No soy fanático del baile, lo reconozco. Cuando veo gente bailar para distenderse no sé bien qué pensar. Es una práctica que a veces cobra sentidos estrambóticos: los All Blacks bailan para intimidar al oponente, las abejas danzan con fines puramente prácticos, los tangueros bailamos para apuntalar una tradición.
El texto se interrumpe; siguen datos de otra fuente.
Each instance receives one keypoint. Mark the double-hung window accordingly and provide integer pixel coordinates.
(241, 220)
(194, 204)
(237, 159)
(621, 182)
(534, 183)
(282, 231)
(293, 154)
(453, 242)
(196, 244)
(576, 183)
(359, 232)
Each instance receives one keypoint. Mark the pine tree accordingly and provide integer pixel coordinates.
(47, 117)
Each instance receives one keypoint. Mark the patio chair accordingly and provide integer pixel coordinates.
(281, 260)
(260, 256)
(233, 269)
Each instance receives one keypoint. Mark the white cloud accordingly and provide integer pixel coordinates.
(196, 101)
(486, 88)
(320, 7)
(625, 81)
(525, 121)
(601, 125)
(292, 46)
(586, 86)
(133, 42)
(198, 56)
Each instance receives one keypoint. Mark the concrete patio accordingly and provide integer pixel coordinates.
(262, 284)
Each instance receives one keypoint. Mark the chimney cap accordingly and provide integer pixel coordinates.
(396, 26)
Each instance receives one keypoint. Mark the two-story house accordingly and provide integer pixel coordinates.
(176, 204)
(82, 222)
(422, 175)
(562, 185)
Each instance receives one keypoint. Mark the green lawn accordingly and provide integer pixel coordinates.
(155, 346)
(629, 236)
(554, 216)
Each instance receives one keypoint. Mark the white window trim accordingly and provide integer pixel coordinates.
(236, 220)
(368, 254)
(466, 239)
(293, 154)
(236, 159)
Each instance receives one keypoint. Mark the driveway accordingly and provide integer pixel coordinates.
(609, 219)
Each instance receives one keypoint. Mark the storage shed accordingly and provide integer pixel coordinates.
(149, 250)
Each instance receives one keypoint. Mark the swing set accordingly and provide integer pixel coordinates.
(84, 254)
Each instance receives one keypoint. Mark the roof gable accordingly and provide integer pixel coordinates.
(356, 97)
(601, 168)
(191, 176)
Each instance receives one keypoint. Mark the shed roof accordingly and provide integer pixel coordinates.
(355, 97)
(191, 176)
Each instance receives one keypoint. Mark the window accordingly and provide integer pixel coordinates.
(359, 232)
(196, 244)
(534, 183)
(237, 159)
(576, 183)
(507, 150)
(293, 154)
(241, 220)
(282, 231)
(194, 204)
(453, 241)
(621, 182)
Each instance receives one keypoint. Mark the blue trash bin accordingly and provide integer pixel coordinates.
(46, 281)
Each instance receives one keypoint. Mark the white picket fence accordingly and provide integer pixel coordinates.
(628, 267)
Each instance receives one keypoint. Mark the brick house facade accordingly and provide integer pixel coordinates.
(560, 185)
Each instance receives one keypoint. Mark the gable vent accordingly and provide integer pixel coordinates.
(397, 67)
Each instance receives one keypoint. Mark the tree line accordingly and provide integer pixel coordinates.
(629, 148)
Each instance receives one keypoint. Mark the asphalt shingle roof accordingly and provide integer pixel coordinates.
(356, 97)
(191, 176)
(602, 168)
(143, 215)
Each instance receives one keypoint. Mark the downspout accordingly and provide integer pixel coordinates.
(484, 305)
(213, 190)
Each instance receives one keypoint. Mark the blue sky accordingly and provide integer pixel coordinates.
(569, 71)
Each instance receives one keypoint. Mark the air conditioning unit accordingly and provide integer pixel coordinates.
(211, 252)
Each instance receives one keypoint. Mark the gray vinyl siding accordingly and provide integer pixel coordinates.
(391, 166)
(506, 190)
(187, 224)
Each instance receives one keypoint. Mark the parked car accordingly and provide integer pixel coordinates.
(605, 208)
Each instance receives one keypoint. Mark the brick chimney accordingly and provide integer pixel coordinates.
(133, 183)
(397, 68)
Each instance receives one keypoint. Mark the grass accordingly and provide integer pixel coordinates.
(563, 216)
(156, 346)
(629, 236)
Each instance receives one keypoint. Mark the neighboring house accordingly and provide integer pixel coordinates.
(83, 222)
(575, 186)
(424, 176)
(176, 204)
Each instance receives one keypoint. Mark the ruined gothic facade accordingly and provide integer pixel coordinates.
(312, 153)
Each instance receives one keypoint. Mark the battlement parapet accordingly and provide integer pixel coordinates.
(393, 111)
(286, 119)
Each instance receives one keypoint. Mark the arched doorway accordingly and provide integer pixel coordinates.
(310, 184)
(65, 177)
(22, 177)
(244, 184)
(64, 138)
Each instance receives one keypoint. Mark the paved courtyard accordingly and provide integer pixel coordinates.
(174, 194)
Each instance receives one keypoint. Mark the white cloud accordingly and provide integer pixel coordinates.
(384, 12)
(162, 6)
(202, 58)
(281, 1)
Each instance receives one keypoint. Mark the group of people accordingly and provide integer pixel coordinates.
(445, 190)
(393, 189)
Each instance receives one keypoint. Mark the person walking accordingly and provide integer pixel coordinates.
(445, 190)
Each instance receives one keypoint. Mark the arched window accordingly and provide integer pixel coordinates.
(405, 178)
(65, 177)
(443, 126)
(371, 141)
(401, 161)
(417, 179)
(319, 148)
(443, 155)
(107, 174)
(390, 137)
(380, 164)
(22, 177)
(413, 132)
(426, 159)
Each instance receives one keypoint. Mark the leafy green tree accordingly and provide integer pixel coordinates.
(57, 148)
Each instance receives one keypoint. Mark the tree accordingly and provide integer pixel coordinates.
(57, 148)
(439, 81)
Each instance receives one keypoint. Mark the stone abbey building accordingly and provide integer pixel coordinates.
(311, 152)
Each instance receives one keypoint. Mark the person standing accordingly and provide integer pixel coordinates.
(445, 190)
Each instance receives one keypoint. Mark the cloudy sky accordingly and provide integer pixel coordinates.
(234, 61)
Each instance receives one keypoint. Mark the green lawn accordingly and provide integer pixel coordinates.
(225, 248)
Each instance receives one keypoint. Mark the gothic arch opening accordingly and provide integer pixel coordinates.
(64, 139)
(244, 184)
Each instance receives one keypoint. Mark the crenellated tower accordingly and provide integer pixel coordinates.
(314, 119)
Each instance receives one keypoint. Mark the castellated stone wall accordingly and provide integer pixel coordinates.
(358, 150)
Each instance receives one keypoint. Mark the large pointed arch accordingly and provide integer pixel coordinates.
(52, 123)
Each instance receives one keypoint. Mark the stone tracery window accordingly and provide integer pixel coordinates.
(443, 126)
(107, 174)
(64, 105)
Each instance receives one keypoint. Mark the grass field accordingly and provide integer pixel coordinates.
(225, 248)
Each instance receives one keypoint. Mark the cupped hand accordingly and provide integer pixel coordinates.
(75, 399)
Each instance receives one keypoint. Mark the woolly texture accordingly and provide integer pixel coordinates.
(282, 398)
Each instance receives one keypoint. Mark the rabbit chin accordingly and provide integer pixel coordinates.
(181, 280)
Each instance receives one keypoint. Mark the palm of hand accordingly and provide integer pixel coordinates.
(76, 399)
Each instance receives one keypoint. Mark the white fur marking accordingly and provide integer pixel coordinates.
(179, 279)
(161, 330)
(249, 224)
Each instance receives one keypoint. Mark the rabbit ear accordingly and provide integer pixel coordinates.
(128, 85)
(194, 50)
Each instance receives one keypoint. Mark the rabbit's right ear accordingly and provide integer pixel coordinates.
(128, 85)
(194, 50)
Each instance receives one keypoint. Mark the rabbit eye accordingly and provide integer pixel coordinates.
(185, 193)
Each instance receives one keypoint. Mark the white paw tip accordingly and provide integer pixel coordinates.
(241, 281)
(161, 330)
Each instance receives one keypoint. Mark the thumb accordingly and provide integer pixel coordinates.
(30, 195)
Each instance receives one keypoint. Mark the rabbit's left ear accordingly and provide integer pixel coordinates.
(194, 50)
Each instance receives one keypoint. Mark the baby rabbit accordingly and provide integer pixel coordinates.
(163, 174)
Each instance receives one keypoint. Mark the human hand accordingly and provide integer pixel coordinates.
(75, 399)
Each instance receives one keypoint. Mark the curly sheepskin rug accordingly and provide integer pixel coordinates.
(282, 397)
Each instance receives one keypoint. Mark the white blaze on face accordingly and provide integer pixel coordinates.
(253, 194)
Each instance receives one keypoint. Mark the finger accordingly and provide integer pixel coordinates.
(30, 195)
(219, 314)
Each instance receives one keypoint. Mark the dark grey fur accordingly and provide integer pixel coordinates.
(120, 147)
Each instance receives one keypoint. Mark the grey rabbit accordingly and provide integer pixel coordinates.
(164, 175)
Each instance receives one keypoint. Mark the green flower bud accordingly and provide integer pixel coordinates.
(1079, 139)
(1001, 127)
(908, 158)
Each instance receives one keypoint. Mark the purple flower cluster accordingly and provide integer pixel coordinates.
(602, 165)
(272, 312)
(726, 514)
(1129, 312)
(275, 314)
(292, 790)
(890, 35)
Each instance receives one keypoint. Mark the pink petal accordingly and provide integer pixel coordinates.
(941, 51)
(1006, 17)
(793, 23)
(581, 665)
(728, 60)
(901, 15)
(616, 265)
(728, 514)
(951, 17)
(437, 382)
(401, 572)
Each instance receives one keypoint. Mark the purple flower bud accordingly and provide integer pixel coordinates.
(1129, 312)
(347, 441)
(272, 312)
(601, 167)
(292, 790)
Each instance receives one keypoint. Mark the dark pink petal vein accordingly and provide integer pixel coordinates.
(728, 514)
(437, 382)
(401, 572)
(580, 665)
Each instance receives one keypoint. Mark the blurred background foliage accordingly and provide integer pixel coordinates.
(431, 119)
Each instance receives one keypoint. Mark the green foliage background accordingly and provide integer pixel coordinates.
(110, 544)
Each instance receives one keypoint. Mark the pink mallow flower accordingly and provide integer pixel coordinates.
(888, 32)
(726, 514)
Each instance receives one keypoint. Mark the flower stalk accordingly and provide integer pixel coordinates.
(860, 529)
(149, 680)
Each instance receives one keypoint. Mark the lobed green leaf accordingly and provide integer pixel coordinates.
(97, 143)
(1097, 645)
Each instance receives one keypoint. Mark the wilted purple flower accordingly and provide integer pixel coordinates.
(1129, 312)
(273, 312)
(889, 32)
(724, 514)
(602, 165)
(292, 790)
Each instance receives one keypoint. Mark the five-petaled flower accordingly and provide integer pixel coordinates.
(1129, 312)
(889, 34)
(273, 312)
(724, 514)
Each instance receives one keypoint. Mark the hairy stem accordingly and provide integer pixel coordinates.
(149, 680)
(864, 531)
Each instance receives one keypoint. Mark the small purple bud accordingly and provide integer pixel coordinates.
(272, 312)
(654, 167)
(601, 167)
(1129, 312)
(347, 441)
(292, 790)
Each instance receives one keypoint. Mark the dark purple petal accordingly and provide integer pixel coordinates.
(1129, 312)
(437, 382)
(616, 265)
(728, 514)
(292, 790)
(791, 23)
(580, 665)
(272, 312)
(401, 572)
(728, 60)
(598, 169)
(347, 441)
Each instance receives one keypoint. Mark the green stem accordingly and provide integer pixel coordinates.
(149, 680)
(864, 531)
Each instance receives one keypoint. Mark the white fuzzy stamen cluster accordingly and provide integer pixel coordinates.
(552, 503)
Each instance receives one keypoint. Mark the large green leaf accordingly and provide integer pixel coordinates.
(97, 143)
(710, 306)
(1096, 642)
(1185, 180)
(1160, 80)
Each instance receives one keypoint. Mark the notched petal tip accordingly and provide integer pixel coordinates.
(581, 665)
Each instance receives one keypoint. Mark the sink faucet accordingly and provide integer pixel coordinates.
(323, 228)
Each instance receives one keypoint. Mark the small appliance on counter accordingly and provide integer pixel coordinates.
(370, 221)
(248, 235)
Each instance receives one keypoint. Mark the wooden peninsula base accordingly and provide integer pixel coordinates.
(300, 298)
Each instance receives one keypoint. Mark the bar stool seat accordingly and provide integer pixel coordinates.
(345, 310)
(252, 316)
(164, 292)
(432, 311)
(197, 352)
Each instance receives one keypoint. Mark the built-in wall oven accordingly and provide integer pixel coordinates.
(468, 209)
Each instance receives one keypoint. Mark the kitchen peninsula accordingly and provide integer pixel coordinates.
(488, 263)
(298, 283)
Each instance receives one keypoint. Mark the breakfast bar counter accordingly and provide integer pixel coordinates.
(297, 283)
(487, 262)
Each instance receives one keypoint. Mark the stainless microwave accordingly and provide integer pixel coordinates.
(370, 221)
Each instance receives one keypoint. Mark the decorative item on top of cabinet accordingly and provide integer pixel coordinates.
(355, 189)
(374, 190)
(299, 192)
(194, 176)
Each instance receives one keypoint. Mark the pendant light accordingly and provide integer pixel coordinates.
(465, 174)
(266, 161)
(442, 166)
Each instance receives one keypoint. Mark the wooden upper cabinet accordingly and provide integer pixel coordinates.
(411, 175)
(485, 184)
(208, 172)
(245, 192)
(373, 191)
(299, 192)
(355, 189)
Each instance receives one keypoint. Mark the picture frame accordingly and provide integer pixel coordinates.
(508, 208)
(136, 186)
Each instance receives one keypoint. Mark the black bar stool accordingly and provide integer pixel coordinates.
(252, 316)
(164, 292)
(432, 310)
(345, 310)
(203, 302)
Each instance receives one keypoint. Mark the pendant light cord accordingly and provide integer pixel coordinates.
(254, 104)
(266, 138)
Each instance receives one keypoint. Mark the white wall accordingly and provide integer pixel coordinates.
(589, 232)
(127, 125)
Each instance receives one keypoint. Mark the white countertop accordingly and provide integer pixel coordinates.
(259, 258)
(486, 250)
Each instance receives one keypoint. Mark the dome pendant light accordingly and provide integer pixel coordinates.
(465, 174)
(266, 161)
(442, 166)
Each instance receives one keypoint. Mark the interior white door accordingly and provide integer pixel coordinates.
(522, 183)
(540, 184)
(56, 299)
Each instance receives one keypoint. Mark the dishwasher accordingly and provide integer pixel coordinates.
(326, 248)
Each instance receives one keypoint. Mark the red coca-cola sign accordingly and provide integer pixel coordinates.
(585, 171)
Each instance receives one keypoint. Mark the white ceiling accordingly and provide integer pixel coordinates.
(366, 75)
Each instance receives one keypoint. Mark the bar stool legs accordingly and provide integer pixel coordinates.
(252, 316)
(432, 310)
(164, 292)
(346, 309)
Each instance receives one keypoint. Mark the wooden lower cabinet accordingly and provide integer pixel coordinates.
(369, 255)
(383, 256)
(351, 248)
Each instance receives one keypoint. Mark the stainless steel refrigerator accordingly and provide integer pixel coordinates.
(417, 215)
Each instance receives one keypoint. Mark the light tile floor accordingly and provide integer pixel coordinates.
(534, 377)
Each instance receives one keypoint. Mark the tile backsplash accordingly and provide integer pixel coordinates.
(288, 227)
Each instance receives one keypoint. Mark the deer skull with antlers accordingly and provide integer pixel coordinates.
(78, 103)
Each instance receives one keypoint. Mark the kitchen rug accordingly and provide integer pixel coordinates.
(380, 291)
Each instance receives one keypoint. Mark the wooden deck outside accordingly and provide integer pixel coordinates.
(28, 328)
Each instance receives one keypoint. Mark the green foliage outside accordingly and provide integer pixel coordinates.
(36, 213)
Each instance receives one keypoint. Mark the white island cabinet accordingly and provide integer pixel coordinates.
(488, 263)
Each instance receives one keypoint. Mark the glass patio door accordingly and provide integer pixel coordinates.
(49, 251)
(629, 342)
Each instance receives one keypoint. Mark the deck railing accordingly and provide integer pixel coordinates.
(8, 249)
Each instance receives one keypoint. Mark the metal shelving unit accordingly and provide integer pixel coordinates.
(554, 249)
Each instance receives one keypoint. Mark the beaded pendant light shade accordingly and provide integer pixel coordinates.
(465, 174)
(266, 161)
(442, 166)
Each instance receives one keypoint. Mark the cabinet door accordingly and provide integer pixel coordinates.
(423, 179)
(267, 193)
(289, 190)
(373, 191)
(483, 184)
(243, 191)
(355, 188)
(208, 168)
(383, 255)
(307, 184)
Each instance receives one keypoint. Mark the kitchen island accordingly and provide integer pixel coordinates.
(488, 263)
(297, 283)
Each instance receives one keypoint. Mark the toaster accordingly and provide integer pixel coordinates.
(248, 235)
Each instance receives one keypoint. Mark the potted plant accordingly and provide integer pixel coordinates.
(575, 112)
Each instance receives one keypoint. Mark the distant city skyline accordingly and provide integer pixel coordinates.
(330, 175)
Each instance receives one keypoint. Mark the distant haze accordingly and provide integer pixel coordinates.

Una vez, Constanza Macras, la coreógrafa argentina radicada en Berlín, accedió a darnos unas horas de clases. Constanza sabe mucho de actores que no son bailarines y nos mostró cómo cada cuerpo “cree” algo sobre sí mismo, tiene una tendencia que el cerebro luego aloja como una capa de barro, como algo nunca dicho, con lo que se construye una idea formal de sensualidad, de identidad, que es irrepetible y misteriosa. Soderos, asistentes dentales, gobernadores: todos somos bailarines virtuosos cuando damos en el clavo de esa singularidad.
De pronto, Sáenz se retira hacia atrás rumiando adelantado su renuncia y su traición, Lilita clava el codo sobre el canto de una mano y la cara sobre el canto de la otra en un gesto candado que significa sonriendo “no pienso menearme al son de ningún eslogan tropicalizado”, los demás se acovachan y el escenario queda ancho para que el presidente electo baile solo, como si en el mero movimiento fuera a haber menos peligro que en las palabras, los dichos y los hechos. Todos lo vimos. Nadie en su entorno le dijo que no. No hay nada objetivo que juzgar sobre este espectáculo innecesario y nada tengo en contra de la alegría que conduce al baile. Pero sólo pude recordar con amargura a esos vendedores de cursos de inglés en el instituto donde trabajaba de joven, que tocaban la campana de los viernes con tensa y mal ensayada algarabía cuando lograban venderle un curso a alguien.
El baile que no tiene gracia –y que puede cobrar forma aterradora, de ceremonia exorcista en iglesia brasileña– es el de la empresa.